The tavern was beamed and dimly lit, with dark paneling throughout. The bar was impressively stocked, and there were no empty stools. His kind of place. The whole scene was too familiar, and immediately started tapes running in his head.
“It’s always crowded here this time of day,” Vicki said, speaking loudly enough to be heard above the din. “Between the CDC and area hospitals, the owner is probably a millionaire many times over.”
“Judging by all those steins, I might say that what Sam Scupman is to bacteria, this guy is to beer. Only a beer obsession pays better.”
Vicki returned a serious look.
“You don’t do my job for the money,” she said. “Sam and I at least have that much in common.”
At Lou’s request, a hostess led them to a booth in the dining area away from the noisy bar. They slid in across from each other and scanned the laminated menus. Bob Seger’s mildly depressing “Turn the Page” was playing on the jukebox.

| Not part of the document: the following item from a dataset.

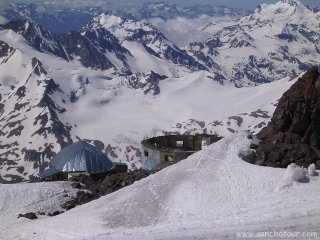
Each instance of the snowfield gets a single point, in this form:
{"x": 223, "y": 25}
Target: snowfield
{"x": 21, "y": 198}
{"x": 211, "y": 195}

Here I am on the road again.…
“I’ve told you a lot about me,” Lou said, setting his menu aside, “but I hardly know anything about you.”
Vicki appraised him thoughtfully.
“I usually don’t talk much about myself,” she explained.
“Up to you, but I could sure use
the distraction.”
Before she could respond, the waitress, young and perky and in her early twenties, came over.
“Something to drink?” she asked.
Vicki looked across at Lou for permission, and he shrugged and nodded that it was okay.
He also subconsciously ran his tongue across his lips.
“Jim Beam and water,” she said. “A little bit of extra ice.”
“A bourbon girl. A lady after my old heart.”
“I’m not a fan of fruity cocktails, and beer makes me feel like a tub.”
“I’ll have the same,” Lou heard his detached voice say. “Neat.”
Vicki’s eyes narrowed. Even though he’d been engaged by her, thoughts of Cap and the grotesque infection ravaging his leg hung in his mind like a Cape Cod fog. Partial amputation … reamputation … sepsis … weakness … death. For years he had fought to stay in the moment—to vigorously avoid projecting outcomes into the future. Now, he was solidly planted in possibilities. No matter what Vicki or anybody else said, he felt responsible for what happened to his sponsor. It was his fault. And dammit, this was the moment—he wanted a drink.
“You sure?” Vicki asked.
The waitress stood by patiently.
“Yeah,” Lou said finally. “I’m sure.”
The girl smiled, nodded, and promised to be right back.
“I’m not your babysitter, Lou,” she said. “You’re a big boy and you can make your own decisions.”
“Okay, then. I’m deciding I want to know more about you.”
Her expression darkened.
“It’s not the happiest of stories,” she said.
“In that case, clearly you’ve come a long way.”
“Well, let’s see. I became damaged goods very early in life. I was an only child and my parents were both very abusive to me.”
Lou cringed. “Physically?”
“And mentally, but mostly physically. They were religious fundamentalists, who believed in the importance of discipline. I’m not talking a spanking now and again. I have the scars to prove it was a whole lot more than that. After my father put out his cigarette on my backside when I had just turned fourteen, I decided it was time to leave home for good.”